Everett schreibt mit James ...

James erzählt ausgehend von Mark Twains Klassiker Die Abenteuer des Huckleberry Finn, die Geschichte um Huck Finn und Jim neu bzw. ergänzt sie aus Perspektive des Sklaven Jim.

Everett schreibt mit James die Geschichte einer immer stetiger wachsenden Einsicht in die Ungerechtigkeit und Grausamkeit der Verhältnisse, der Evolution eines Zorns auf diese und in der Konsequenz einer inneren und äußeren Befreiung von Unfreiheit. Die Einsichten in die Sklaverei mit all ihren Grausamkeiten sind zum Teil schwer auszuhalten und es ist für mich fast unvorstellbar, dass dies möglich und gesellschaftlich akzeptiert war, sogar verteidigt wurde.

Trotzdem kommt der Roman stellenweise auch mit einer seltsamen Leichtigkeit zwischen den Zeilen daher, die zunächst gar nicht so recht zu der furchtbaren Realität James’ passen mag. Diese ergibt sich jedoch insbesondere in den Gesprächen zwischen James und dem jungen Huckleberry Finn, der mit kindlichem Übermut und Neugier beginnt die gesellschaftlichen Strukturen in Frage zu stellen.

Eindrucksvoll waren für mich die Passagen in denen Everett über das Lesen, Wissen und Schreiben reflektiert und diese als Macht und Weltzugang, der Freiheit ermöglicht und Trost spendet, herausarbeitet. Besonders gefallen haben mir auch die kurzen ideengeschichtlichen Reflexionen James‘ über Freiheit und Gleichheit in der Auseinandersetzung mit Voltaire, Montesquieu und Locke.

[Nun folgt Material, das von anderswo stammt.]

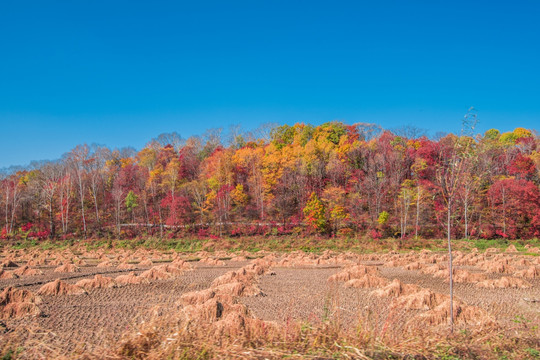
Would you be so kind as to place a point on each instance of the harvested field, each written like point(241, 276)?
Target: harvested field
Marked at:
point(91, 307)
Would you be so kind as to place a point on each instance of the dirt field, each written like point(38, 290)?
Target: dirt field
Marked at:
point(289, 288)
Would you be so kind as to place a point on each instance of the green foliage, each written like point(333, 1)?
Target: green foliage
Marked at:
point(282, 135)
point(131, 201)
point(492, 134)
point(315, 214)
point(383, 218)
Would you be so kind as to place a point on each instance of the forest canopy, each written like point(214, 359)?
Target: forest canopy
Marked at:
point(333, 180)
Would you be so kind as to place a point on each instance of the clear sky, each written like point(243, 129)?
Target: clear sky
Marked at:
point(118, 73)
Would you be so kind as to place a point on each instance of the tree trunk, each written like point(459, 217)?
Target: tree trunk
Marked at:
point(450, 267)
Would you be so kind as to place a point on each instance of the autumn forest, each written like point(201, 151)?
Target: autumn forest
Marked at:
point(331, 180)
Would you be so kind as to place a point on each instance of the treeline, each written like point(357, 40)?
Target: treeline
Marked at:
point(333, 179)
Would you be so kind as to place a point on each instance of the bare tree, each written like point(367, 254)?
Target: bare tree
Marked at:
point(49, 179)
point(449, 175)
point(77, 160)
point(174, 139)
point(94, 168)
point(64, 196)
point(409, 132)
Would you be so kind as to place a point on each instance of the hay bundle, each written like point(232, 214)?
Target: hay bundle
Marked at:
point(413, 266)
point(530, 273)
point(35, 262)
point(238, 289)
point(511, 249)
point(126, 266)
point(130, 278)
point(367, 281)
point(170, 269)
point(8, 264)
point(155, 274)
point(522, 262)
point(146, 262)
point(210, 261)
point(98, 282)
point(241, 275)
point(59, 287)
point(197, 297)
point(395, 289)
point(463, 314)
point(179, 263)
point(67, 268)
point(504, 283)
point(424, 299)
point(16, 310)
point(27, 271)
point(106, 263)
point(11, 295)
point(7, 274)
point(464, 276)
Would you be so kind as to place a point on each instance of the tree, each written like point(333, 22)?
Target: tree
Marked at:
point(315, 214)
point(77, 159)
point(131, 203)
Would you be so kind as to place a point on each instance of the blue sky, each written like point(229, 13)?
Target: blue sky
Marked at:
point(121, 72)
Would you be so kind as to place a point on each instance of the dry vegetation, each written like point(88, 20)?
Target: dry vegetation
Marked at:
point(142, 303)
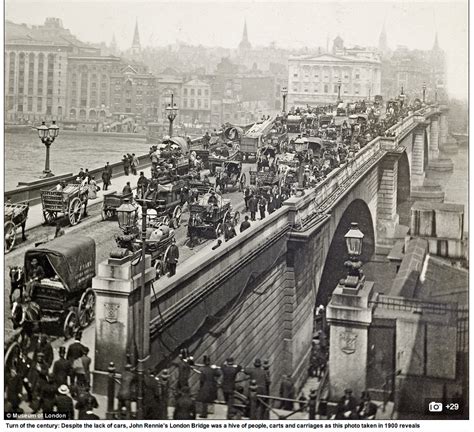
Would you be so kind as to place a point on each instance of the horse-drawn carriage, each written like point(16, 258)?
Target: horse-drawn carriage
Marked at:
point(15, 215)
point(61, 292)
point(112, 201)
point(230, 174)
point(70, 201)
point(164, 202)
point(208, 216)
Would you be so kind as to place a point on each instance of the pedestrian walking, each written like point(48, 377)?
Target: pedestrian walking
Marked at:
point(62, 368)
point(106, 176)
point(127, 189)
point(245, 224)
point(287, 391)
point(64, 403)
point(126, 164)
point(172, 257)
point(207, 393)
point(134, 164)
point(253, 205)
point(185, 407)
point(262, 206)
point(229, 372)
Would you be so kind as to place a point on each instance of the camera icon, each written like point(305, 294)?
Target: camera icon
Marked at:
point(435, 407)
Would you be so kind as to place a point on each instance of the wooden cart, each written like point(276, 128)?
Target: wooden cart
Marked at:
point(15, 215)
point(70, 202)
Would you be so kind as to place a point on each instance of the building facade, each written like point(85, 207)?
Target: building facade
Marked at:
point(314, 80)
point(196, 103)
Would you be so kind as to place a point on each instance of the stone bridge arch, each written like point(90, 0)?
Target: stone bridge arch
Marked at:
point(333, 270)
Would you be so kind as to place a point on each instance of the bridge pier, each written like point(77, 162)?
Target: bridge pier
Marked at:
point(117, 288)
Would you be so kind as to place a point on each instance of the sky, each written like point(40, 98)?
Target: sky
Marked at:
point(290, 24)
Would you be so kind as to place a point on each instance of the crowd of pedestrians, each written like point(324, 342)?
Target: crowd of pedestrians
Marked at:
point(48, 385)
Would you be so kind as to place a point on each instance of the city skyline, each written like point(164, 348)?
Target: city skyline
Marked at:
point(164, 23)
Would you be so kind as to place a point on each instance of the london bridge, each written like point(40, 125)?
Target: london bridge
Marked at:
point(301, 260)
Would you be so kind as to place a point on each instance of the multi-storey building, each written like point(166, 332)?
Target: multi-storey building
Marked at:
point(36, 69)
point(315, 80)
point(196, 103)
point(89, 96)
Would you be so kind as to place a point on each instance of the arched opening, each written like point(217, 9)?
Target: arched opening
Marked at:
point(334, 269)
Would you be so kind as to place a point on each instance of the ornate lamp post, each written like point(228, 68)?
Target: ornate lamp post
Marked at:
point(47, 135)
point(284, 94)
point(354, 239)
point(339, 83)
point(171, 113)
point(127, 215)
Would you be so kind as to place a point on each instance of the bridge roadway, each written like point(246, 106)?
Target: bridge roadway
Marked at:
point(102, 231)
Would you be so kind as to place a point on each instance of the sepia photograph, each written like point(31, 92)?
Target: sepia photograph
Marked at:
point(236, 210)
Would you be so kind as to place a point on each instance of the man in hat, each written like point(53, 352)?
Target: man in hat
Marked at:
point(229, 372)
point(207, 386)
point(253, 206)
point(62, 368)
point(172, 257)
point(347, 407)
point(64, 403)
point(184, 407)
point(261, 377)
point(367, 409)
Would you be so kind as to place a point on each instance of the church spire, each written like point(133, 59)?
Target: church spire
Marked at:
point(244, 43)
point(136, 47)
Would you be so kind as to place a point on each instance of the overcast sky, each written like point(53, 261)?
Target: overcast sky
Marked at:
point(290, 24)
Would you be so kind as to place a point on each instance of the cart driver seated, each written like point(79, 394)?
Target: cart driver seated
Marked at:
point(36, 275)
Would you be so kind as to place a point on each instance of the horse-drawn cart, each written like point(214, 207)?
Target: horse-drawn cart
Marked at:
point(15, 215)
point(70, 201)
point(63, 294)
point(208, 216)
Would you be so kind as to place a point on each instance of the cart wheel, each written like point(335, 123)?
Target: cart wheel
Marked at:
point(227, 216)
point(86, 308)
point(11, 356)
point(75, 211)
point(49, 217)
point(177, 216)
point(107, 214)
point(70, 325)
point(236, 218)
point(10, 235)
point(164, 258)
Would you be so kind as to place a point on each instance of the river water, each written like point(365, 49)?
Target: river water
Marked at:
point(25, 154)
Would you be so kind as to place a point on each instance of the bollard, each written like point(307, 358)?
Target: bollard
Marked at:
point(253, 400)
point(312, 405)
point(111, 391)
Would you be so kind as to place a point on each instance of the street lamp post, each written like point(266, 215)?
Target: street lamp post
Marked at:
point(354, 239)
point(127, 218)
point(47, 135)
point(284, 93)
point(171, 112)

Etwas gewöhnungsbedürftig beim Lesen ist der Slang mit dem Jim und auch alle Sklaven sprechen. Eine, wie sich schnell herausstellt bewusste, vermeintlich primitiv wirkende Sprache und Ausdrucksweise mit der die Sklaven vor den Weißen eine Rolle spielen, die ihnen von diesen zugeschrieben wird und daher auch im Sprachgebrauch nicht hinterfragt wird.

Mit James ist Percival Everett ein sowohl literarisch als auch gesellschaftspolitisch bedeutendes Werk gelungen, das als Ergänzung zu Mark Twains Huckleberry Finn unabdingbar ist und keinen Tag zu früh kommt.